Page 8 - Hardide-Annual-Report-2021
P. 8

 8 Chairman's and CEO's Report
CHAIRMAN’S AND CEO’S REPORT
We are pleased to report on our annual results for the 2021 financial year. Market recovery is demonstrated by the value of orders received during the second half of the year, which are a healthy 52% higher than in the first half. This improvement in order intake has been continuing from all sectors in the first months of FY22.
During the period, the Group raised net new financing of approximately £1.25m to increase cash reserves by way of an equity fundraising and CBILS loans.
The move to the new UK production site at Longlands Road in Bicester was concluded during the year and the final coating reactor was relocated following Airbus’ approval of the new facility. The new site provides the opportunity to benchmark our environmental performance and identify areas for further improvement.
 COVID-19
The Group has continued to operate throughout the pandemic. It has taken precautions to protect our employees, contractors and visitors at our UK and US sites. In the UK, where it was operationally appropriate to do so, the Group utilised the Government’s Coronavirus Job Retention Schemes to match our workforce to demand and protect employment. In the US, we received funds from the US Small Business Association’s ‘Paycheck Protection Programs’.
FINANCIAL RESULTS
The Group generated sales of £3.6m in the year ended 30 September 2021 (FY20: £4.8m).
The value of orders received during H2 FY21 was 52% higher than in H1 FY21, with the upward trend continuing into FY22.
Direct costs decreased by 6%, primarily due to the reduction in the amount of process gases used, as a consequence of the lower sales volume.
Group gross profit was £1.3m (FY20: £2.3m). Gross margin was 36% (FY20: 49%), the reduction being due to the fixed cost of sales (which mainly comprise production salaries) not decreasing in line with sales revenue.

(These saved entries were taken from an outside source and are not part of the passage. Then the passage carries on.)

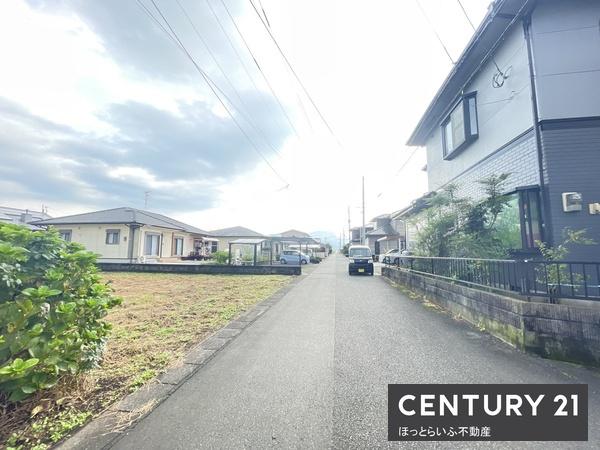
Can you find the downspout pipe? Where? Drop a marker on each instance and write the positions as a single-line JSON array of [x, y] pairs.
[[545, 205]]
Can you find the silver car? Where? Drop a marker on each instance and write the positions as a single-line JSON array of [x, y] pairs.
[[293, 257]]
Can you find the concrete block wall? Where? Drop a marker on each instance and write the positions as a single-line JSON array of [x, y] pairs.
[[565, 332], [200, 268]]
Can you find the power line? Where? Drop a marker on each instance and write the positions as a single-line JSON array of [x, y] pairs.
[[213, 87], [413, 153], [434, 31], [264, 76], [493, 60], [264, 12], [239, 57], [296, 75], [466, 15], [246, 116]]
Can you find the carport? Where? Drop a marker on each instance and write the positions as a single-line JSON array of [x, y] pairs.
[[256, 244]]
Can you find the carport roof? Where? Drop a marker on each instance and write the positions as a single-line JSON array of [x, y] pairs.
[[247, 241]]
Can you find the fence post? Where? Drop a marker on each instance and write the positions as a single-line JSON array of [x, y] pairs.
[[521, 275]]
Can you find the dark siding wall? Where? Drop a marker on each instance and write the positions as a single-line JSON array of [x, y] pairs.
[[572, 164]]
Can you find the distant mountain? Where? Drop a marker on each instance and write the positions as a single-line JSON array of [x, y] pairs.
[[327, 237]]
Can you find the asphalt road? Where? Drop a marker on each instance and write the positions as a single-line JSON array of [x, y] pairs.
[[312, 372]]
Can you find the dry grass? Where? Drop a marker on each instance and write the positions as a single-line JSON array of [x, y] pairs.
[[161, 316]]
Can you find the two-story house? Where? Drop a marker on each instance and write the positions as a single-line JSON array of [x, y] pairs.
[[524, 99]]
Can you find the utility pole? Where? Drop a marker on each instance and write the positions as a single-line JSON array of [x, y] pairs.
[[349, 231], [362, 231]]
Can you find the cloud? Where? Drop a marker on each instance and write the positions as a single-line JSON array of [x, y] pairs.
[[136, 42], [181, 158]]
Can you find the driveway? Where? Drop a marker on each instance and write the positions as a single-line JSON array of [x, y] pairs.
[[312, 372]]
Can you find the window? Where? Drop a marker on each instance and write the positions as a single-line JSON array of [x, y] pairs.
[[152, 244], [112, 237], [531, 223], [178, 246], [460, 128], [519, 225], [65, 235]]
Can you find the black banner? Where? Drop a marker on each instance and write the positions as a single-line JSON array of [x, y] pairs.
[[487, 412]]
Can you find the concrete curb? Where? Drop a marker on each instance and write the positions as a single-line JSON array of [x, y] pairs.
[[103, 431]]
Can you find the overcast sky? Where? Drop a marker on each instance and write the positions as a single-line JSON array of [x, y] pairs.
[[99, 106]]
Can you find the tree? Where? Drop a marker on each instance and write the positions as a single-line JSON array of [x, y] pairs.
[[459, 227]]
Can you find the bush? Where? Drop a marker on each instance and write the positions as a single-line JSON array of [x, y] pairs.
[[52, 301]]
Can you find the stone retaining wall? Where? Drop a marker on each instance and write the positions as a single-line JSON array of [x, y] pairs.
[[201, 268], [566, 332]]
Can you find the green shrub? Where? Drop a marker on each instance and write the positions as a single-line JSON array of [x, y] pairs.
[[221, 257], [52, 301]]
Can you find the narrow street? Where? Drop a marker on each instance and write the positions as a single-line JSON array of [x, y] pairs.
[[312, 372]]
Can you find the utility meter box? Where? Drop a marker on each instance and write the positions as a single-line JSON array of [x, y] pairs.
[[572, 201]]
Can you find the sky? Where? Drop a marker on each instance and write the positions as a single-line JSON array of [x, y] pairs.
[[99, 108]]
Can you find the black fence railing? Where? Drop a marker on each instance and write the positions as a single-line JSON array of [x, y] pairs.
[[554, 279]]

Overhead costs, which are mainly staffing costs, increased by 1% in FY21 on the previous year. Both
years have benefitted to varying degrees from US government and UK COVID-19 government support programmes. Excluding the impact of these, overheads were in line with the previous year.
Before exceptional items, the Group’s EBITDA loss was £1.5m (FY20: £0.5m loss). This reflected the reduced revenue.

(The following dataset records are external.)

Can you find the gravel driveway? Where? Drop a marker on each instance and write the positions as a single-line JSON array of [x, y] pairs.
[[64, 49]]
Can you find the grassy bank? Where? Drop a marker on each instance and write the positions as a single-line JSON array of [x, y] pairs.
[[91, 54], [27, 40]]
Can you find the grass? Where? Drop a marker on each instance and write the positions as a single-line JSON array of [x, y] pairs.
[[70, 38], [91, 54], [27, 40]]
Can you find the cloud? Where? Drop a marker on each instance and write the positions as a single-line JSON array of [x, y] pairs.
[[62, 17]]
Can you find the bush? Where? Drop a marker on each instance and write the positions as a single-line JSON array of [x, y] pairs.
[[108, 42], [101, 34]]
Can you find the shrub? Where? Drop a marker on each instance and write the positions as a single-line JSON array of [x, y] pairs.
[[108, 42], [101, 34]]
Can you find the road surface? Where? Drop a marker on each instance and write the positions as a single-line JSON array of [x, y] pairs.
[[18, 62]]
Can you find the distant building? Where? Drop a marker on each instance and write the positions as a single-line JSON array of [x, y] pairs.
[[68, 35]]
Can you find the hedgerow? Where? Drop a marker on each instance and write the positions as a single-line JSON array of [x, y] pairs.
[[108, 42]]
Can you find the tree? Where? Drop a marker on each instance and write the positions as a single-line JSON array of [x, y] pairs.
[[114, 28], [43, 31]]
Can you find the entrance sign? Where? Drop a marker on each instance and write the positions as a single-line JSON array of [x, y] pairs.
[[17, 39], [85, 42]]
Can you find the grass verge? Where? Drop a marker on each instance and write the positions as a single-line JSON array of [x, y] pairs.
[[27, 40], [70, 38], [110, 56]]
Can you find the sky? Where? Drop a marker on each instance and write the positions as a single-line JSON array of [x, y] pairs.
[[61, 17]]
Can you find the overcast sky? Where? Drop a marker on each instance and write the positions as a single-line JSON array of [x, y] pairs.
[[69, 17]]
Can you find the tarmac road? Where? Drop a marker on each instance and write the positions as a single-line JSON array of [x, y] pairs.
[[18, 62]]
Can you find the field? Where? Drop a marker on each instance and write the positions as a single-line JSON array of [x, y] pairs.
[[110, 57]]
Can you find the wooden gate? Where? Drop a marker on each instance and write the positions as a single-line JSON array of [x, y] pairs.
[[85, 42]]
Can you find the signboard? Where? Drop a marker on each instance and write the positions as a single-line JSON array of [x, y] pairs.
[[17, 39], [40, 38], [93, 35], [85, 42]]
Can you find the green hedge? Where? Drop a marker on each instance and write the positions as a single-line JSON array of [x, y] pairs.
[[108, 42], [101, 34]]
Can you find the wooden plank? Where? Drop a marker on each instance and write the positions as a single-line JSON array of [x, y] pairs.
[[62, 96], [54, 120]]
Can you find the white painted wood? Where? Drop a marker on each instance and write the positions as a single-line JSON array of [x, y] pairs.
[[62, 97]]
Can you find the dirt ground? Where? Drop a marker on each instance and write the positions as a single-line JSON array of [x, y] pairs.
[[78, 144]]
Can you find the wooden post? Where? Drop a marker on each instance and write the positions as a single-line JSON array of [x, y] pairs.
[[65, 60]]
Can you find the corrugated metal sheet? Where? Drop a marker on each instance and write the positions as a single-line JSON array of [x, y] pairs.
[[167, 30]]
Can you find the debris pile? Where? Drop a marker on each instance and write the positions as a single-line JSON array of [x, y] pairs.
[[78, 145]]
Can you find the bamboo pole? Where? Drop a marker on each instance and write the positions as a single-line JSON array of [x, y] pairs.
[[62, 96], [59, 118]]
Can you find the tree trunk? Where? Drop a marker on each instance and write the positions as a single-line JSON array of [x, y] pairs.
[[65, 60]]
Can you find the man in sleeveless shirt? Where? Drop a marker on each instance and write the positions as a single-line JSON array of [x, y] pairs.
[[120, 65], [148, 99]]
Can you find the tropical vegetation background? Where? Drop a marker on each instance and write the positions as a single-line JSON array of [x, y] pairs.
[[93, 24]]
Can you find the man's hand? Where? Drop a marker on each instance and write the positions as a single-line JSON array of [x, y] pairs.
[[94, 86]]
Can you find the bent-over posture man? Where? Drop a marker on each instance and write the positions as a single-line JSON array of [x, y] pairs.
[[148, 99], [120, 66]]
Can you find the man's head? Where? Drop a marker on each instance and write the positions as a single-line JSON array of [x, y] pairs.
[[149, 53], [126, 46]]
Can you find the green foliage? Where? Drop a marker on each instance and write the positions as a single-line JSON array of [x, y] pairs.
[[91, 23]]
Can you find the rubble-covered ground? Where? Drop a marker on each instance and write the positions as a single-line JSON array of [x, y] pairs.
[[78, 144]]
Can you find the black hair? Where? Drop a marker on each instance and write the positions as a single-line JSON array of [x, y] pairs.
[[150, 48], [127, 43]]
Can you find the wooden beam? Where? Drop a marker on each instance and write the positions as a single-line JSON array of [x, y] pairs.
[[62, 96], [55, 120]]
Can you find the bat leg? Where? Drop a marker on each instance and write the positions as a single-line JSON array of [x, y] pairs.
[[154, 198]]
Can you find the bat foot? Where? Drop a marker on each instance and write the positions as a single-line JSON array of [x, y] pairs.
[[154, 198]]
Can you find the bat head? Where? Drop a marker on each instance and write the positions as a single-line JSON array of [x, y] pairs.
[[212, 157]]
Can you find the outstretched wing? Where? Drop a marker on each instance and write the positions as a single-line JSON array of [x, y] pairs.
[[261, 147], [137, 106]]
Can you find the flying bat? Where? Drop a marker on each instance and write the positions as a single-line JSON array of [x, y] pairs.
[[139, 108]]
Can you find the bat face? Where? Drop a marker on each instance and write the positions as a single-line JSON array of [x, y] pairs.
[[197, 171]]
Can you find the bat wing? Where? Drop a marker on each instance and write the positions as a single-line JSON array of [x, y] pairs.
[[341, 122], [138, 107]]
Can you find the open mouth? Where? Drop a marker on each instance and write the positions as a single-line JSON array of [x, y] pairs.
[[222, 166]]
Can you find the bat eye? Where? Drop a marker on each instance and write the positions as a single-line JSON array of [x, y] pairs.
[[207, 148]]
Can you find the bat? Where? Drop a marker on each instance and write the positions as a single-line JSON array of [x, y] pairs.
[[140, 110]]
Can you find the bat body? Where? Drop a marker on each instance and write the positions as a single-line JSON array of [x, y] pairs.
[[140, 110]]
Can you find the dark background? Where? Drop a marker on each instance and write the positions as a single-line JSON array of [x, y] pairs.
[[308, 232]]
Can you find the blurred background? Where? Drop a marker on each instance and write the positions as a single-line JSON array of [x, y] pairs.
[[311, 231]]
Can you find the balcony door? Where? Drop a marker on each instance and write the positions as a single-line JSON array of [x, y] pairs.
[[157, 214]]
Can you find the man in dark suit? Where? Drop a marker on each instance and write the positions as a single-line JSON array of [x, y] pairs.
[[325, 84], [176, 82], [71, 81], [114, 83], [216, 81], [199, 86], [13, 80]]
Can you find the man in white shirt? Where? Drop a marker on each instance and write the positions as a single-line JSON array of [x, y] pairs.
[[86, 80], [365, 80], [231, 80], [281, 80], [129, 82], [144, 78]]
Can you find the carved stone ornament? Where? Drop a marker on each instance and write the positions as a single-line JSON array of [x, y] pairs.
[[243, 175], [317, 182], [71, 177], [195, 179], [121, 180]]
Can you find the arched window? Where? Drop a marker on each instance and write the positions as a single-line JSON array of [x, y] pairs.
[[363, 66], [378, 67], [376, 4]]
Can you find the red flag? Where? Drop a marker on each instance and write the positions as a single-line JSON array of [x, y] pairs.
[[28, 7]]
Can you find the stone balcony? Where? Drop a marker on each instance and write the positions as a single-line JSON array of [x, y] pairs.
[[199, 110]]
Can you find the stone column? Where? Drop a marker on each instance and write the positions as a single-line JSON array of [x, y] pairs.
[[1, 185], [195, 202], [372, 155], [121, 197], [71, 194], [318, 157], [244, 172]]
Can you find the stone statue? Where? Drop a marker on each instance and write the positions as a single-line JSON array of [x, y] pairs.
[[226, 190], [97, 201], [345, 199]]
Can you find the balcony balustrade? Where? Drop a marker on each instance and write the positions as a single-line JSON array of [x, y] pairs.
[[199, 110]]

Borrowings increased from £0.5m in FY20 to £0.8m in FY21. Mainly this was due to the receipt of two CBILS loans in February and April 2021, each for £0.25m. The cash balance at the end of the financial year was £1.5m (FY20: £2.7m).
Net assets at 30 September 2021 were £6.9m (FY20: £8.8m).
OPERATIONAL OVERVIEW
Customers and Markets
Aerospace
Aerospace sales increased by 46%. Largely, this was due to demand from BAE Systems for the coating of parts for the Eurofighter Typhoon, together with small production orders from Airbus. The coating has been approved by Airbus for use on parts for the A320, A330, A380 and A400M aircraft and we expect to see orders for coating components for these aircraft during FY22.
The Group is now experiencing further and increased demand. Development projects are underway with
a wide range of aerospace customers, including manufacturers of landing gear and from MRO (Maintenance, Repair and Overhaul) companies. During FY21, the Group experienced a marked slowdown of
test programmes and commercial discussions, and in some cases their cessation. Now, many of these have restarted and are gathering pace.
We are still waiting for Airbus and their Tier 1 supplier to agree final arrangements that will allow a supply agreement to be signed between Hardide and the Tier 1. The timing of this is outside of our control,
but indications are that it should be soon. Other components for Airbus from other Tier 1 suppliers are not affected.
Leonardo Helicopters completed successfully the extended test programme of the transmission assembly incorporating Hardide-coated parts. This is the culmination of a long-standing project to develop a number of coating techniques for parts used in the transmission and rotor head systems to reduce ‘in- service’ costs and extend component life. Production orders are expected to begin in FY22.
The Group attended many virtual and some face-to- face aerospace-related conferences and exhibitions throughout FY21, thereby making new connections and identifying new applications with OEMs and Tier 1 suppliers. The Group plans to exhibit at the Singapore Airshow in February 2022 and at the Farnborough Airshow in July 2022.